A partir d’un personnage de romancier – Artigas, pourvu lui-même d’un je qui dit : « J’écris L’Algarabie. » – Semprun illustre dans ce passage de L’Algarabie l’ampleur des effets produits par la mise en abyme narrative. S’inscrivant explicitement dans la lignée de Paludes, reconnaissant ainsi ce que sa propre technique narrative doit à ses lectures de Gide, il développe au sujet du titre, de l’intrigue et de l’univers narratif, des jeux de miroir qui ouvrent le cadre du roman, donnent au lecteur une perception des procédés et processus à l’œuvre dans la création romanesque. Ce faisant, il se met lui-même en scène, non certes ici directement en tant que personnage d’auteur, mais indirectement, à travers des transpositions romanesques qui sont plus ou moins explicites : en fonction de la connaissance qu’a le lecteur du reste de l’œuvre de Semprun, l’intertexte peut établir de façon plus ou moins certaine l’identité d’Artigas et de Semprun – l’identité en tout cas de leurs souvenirs, de leur passé, de leurs écrits antérieurs à celui-ci.

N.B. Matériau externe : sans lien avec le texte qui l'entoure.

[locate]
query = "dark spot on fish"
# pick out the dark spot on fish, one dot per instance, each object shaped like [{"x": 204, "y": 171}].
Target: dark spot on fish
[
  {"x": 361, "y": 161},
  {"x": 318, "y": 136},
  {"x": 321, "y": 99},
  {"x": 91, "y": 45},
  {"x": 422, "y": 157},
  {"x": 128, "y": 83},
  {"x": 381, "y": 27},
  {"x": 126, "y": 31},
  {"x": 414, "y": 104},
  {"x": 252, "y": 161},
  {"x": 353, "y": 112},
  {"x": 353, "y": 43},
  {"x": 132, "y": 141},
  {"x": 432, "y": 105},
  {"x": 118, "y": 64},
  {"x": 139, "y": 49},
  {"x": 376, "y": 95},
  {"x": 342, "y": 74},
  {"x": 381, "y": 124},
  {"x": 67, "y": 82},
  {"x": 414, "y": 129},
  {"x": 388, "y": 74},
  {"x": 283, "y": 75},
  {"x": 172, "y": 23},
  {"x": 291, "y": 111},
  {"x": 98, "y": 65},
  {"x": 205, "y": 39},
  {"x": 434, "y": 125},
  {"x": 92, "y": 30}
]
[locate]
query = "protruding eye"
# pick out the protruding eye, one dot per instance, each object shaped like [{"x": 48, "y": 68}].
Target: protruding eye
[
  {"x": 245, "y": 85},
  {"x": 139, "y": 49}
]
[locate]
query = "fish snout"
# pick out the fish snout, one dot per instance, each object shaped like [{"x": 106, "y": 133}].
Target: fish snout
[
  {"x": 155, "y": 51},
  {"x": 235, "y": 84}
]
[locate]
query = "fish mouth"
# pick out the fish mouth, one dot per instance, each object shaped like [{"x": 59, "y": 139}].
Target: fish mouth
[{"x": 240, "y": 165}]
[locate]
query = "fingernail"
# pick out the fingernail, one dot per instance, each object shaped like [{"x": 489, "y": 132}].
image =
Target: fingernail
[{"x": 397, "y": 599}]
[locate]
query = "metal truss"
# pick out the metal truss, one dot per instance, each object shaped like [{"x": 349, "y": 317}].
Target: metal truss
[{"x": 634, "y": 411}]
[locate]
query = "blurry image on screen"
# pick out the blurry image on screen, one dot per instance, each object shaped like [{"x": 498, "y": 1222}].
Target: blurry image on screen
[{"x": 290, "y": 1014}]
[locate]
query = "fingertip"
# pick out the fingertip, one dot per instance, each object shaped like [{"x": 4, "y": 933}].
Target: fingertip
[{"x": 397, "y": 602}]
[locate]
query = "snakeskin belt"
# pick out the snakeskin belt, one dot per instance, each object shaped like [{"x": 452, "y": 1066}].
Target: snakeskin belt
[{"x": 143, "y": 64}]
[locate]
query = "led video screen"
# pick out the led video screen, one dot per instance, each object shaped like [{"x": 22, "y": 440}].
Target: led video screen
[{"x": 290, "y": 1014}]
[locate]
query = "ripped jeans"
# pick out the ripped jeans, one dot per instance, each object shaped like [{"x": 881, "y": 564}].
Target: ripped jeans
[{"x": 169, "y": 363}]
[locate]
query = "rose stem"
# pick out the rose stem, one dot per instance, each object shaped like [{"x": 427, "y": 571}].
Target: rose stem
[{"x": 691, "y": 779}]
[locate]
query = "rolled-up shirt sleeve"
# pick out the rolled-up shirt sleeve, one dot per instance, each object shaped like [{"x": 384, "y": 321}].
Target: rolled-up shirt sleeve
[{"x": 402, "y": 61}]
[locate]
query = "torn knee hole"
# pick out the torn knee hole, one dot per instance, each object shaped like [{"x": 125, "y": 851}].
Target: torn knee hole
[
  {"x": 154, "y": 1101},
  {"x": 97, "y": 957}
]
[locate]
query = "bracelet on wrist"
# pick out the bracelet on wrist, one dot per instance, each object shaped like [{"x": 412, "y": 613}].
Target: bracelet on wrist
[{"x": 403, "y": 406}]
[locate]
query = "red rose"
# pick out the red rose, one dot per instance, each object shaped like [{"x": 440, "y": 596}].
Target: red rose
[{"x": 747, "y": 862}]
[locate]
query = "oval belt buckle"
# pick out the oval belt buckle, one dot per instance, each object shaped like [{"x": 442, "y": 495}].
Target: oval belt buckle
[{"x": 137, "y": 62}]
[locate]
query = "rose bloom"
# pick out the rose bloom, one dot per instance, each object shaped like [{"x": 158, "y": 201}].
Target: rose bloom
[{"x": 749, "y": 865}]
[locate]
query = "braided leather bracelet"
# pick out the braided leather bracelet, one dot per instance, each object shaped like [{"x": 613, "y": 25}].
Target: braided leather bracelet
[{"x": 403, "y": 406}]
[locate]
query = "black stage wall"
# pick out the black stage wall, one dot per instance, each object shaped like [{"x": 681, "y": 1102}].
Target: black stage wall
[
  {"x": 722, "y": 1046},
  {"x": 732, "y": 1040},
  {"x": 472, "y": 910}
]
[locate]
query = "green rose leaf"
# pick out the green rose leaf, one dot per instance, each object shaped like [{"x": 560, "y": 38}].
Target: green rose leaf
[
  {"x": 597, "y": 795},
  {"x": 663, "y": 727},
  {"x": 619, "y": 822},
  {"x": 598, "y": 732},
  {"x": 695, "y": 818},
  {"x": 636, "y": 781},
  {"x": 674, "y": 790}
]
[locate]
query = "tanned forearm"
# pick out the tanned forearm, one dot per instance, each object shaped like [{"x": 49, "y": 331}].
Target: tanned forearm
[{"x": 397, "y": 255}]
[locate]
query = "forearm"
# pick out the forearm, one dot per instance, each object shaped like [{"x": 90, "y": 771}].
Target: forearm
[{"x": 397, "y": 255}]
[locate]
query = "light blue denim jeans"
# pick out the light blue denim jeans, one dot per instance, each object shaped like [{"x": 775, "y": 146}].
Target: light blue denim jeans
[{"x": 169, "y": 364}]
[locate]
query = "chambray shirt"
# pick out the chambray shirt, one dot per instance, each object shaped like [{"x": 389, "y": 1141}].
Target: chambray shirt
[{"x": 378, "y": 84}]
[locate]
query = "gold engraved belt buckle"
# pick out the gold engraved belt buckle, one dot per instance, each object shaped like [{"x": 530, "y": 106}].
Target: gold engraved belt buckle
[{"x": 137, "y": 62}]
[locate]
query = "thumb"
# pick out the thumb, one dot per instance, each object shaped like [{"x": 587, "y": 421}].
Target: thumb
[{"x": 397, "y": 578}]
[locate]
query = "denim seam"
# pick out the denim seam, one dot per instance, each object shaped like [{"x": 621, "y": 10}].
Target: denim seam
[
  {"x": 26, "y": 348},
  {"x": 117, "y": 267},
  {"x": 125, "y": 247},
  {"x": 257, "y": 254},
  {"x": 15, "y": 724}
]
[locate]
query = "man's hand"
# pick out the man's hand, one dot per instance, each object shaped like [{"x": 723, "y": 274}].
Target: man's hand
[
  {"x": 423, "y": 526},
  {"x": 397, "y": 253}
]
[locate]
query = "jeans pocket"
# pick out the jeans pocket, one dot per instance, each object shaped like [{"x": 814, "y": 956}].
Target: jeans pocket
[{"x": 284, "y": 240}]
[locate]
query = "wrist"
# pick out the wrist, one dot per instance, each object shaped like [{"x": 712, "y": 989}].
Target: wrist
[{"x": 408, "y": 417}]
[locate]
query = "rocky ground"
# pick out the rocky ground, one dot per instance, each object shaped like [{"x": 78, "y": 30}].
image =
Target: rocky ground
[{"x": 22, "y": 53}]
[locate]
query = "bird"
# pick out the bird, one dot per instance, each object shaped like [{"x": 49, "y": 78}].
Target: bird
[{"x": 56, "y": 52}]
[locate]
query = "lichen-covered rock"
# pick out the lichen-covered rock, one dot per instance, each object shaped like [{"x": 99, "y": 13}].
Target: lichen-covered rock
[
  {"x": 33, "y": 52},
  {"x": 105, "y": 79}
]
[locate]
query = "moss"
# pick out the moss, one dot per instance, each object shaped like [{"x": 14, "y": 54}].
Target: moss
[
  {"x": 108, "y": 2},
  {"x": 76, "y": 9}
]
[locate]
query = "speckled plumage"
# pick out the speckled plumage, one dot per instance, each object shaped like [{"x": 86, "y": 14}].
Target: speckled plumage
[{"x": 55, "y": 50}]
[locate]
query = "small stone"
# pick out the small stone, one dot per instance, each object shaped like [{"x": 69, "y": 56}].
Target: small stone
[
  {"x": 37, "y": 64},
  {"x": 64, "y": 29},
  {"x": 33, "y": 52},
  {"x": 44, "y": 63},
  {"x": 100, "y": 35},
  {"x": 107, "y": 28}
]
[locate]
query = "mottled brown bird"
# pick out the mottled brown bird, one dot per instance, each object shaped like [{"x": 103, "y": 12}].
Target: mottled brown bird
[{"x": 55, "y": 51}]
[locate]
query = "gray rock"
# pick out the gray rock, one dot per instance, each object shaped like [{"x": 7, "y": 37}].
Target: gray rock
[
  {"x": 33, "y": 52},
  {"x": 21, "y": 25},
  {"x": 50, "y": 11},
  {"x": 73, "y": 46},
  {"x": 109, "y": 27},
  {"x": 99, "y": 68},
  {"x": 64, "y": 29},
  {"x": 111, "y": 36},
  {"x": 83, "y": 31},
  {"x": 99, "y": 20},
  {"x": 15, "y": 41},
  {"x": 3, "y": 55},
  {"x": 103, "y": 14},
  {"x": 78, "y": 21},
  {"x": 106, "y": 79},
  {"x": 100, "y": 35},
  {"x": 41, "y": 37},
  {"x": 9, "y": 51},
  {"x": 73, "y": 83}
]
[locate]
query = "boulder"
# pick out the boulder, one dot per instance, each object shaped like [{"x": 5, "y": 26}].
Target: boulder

C’est que L’Algarabie est un roman très libre historiquement, et Semprun peut s’y permettre des jeux qui seraient ailleurs de mauvais goût : le personnage à travers lequel il se représente, dans la fiction, meurt, et son histoire est la réécriture, par deux de ses amis après sa mort, d’un premier texte dans lequel il se représentait. C’est-à-dire qu’il s’écrit lui-même, la fiction où il existe en tant que personnage est un produit second de sa propre plume ; ainsi, il écrit, il s’écrit depuis sa propre mort, dans la mort. C’est ce qu’indique la citation de Rimbaud en exergue du livre : « Je suis réellement d’outre-tombe, et pas de commissions ». L’écriture ou la mort, l’écriture ou la vie – Semprun exprime ici un thème qui lui est cher et personnel, mais que je l’imagine mal mettre ainsi en scène dans un écrit de témoignage (où la mort est surtout la mort des autres122).

Du point de vue de notre étude, voici illustré ce que Semprun apprend de Gide, les développements qu’il donne aux innovations narratives proposées par Gide. Il était utile, pour cette lecture, de choisir l’un des romans de Semprun les plus libres, les plus éloignés, dans leur cadre romanesque, de l’expérience historique, et donc les plus joueurs. Cependant, l’origine de cette discussion – la relation entre Semprun et Gide au sujet de l’invention romanesque, dans le contexte d’un discours idéologique, leurs réflexions communes quant aux modes d’expression des idées dans le roman – ainsi que l’affirmation centrale à l’esthétique de Semprun selon laquelle il faut « faire du témoignage un objet artistique » (EV26) nous invitent à revenir à présent au texte du Grand voyage, afin d’étudier si et comment des procédés similaires entrent en jeu dans le premier récit de témoignage de Semprun.

Notes
122.

Le mort qu’il faut (2001) répond en particulier à cette problématique.